At the end of 2013, Today’s Dietitian released a survey where over 500 dietitians predicted this year’s nutrition trends. Gluten-free topped the list.
Despite the lack of scientific evidence to support a wheat-free or gluten-free diet for general health and weight loss (not associated with a clinical disorder of disease) consumers are jumping on the gluten-free wagon. This has been fueled with books like “Wheat Belly”, from cardiologist William Davis, who maintains that wheat is toxic, addictive and makes you want to eat more junk foods.
However, another popular trend is a return to ancient grains such as spelt, amaranth, quinoa, millet and Kamut®. Not all ancient grains are gluten-free, but in comparison to modern wheat, these ancient varieties are easier for our bodies to digest. Kamut® for example is wheat and it does contain gluten, but people with wheat sensitivities can eat it. In a recent study with IBS sufferers, symptoms were significantly reduced when they consumed Kamut® wheat products such as pasta, bread and crackers.
So thinking about the “Wheat Belly” proposition, it seems that modern wheat may be the culprit but not all wheat. Dismissing a whole food group as toxic may be a little premature as science is uncovering the anti-oxidant and anti-inflammatory properties of ancient varieties like Kamut®.
Also U.S. consumers will eat more kale (served hot or cold), coconut oil, and omega-3 ALA-rich chia seeds. The survey also said that consumers are grocery shopping with an eye on “healthy” foods, and 66 per cent of the respondents said that consumer interest in nutrition and weight loss will only grow in 2014. So, while this all sounds great, the average American consumer hasn’t budged when it comes to weight. Rather than looking for the “magic bullet” or the “next fad” perhaps we should be thinking about feeding our bodies from a nutritional standpoint.

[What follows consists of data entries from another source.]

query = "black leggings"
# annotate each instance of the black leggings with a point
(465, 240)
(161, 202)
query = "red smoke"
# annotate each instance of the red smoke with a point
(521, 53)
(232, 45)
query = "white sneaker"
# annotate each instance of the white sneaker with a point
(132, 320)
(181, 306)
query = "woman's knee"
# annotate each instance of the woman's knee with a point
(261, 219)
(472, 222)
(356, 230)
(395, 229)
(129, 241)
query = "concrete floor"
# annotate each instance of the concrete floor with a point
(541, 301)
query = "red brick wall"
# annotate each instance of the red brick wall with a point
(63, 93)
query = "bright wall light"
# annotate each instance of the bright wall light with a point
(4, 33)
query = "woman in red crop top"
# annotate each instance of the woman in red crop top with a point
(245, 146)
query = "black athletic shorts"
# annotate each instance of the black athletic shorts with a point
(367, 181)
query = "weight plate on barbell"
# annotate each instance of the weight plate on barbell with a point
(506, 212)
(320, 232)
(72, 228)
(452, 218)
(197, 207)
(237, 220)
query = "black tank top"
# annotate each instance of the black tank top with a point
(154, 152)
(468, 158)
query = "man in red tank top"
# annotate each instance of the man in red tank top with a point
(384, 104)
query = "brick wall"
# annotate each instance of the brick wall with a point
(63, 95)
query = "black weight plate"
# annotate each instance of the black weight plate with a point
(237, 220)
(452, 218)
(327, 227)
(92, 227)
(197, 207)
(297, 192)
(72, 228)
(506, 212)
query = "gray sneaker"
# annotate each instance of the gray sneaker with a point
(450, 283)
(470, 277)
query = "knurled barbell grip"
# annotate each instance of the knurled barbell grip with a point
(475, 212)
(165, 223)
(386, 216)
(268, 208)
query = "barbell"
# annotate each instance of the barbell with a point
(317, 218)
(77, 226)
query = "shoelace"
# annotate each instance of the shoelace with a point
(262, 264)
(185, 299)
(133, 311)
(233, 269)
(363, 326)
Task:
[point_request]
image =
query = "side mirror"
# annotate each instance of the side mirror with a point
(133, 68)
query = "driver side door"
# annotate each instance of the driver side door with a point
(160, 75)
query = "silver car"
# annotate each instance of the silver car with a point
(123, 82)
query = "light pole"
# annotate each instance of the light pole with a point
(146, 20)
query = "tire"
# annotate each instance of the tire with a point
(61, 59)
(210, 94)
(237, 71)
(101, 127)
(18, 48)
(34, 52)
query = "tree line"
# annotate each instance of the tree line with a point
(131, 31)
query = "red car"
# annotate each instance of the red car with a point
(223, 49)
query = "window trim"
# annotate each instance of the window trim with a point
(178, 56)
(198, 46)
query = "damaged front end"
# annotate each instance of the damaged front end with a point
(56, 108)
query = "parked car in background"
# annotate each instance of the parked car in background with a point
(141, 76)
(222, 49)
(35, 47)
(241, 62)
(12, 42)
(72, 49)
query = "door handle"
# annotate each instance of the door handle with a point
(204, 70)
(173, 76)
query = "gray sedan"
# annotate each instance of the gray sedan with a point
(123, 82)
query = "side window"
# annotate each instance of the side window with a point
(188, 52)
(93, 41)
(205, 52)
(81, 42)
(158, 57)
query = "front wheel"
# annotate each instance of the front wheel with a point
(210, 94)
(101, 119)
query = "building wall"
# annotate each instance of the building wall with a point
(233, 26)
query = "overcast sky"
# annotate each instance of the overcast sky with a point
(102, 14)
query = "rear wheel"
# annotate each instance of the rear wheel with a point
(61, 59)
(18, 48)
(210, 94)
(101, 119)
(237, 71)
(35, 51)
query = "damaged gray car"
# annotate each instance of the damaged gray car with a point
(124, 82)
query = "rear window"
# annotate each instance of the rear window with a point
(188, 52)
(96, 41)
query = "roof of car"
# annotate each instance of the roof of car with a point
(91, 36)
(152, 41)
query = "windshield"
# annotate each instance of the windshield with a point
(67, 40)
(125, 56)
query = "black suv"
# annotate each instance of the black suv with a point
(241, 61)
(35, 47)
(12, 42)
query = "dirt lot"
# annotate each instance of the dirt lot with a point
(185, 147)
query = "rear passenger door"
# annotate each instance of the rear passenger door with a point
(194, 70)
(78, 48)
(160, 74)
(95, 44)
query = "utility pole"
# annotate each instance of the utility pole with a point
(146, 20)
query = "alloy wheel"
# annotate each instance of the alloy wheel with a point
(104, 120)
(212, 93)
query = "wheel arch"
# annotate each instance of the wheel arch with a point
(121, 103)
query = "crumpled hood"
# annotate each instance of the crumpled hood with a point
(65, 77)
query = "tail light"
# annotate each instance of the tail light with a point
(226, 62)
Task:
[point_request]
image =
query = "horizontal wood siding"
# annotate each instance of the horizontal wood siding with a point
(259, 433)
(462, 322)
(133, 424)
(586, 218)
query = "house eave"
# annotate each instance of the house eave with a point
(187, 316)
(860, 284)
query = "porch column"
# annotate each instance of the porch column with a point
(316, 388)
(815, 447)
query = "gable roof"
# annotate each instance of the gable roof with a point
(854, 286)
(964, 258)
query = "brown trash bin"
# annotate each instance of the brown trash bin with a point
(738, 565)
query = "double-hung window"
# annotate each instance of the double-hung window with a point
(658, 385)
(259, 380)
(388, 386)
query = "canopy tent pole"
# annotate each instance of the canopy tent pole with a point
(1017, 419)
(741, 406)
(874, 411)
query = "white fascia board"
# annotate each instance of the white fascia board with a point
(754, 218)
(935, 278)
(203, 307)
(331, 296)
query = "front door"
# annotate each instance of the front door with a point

The whole idea of “dieting” and giving up foods we love is one of the reasons it’s so difficult to maintain a weight loss regimen. But, if you think about making the switch to real, healthful, tasty and satisfying foods and swapping out some of the higher calorie things, it then becomes more about what you are eating than what you are not. Being more mindful about what we eat, not only helps maintain a healthy weight but, it fuels and nourishes our bodies. When your body is well nourished, you can fight fatigue, get more restful sleep as well focus and concentrate better. Here are some tips and simple swaps that taste so good you may even prefer them.
1. Keep well hydrated so you don’t confuse thirst and hunger. If you feel you want to eat and it’s not meal time, drink some water or tea.
2. Cut back on salt and fill a salt shaker with a blend of your favorite seasonings and spices.
3. Plan ahead, make sure you have all the right ingredients for your healthy meal preparation.
4. Load up early and go lighter later, in other words fuel your body with nourishing, energizing foods in the morning and at lunch and eat a lighter dinner. You don’t need to go to bed on a heavy high calorie dinner.
5. Satisfy a craving, but do it consciously and cautiously, a little goes a long way. Think 90/10 rule, 90% of the time eat healthy and 10% you can splurge a little.
6. Fill your plate with colorful fruits and veggies; they contain lots of healthful nutrients such as antioxidants, beta-carotenes, calcium, fiber, iron, potassium, magnesium and Vitamins A & C.
- Swap out the empty carbs…think veggies instead of crackers. Radishes, celery, endive all make great carriers for snacks, a light lunch and hors d’oeuvres.
- Swap out unhealthy fats (like mayo), and for added flavor use fat free Greek yogurt and low fat, low sodium organic stocks. And if you add fat, add fats with benefits like nuts and avocado.
- Swap out the starches, substitute cauliflower mash for mashed potatoes and try Kamut® wheat berries instead of rice.
- Swap out the empty calorie sweet treats for a couple of pieces of dark chocolate, or a fat free Greek yogurt with a small serving of fresh berries.
- Swap out the “white” foods for brown. Whole grain breads not white bread, honey or agave instead of sugar.
- Swap out the unhealthy snacks for healthier versions, instead of potato chips try kale chips, eat a low fat string cheese instead of a full fat cheese, peanuts in their shell have no salt and take longer to eat, sunflower seeds are chewy and take time to eat.
There’s lot’s of ways to stay satisfied, satiated and well nourished without feeling deprived. So eat well and treat your body well.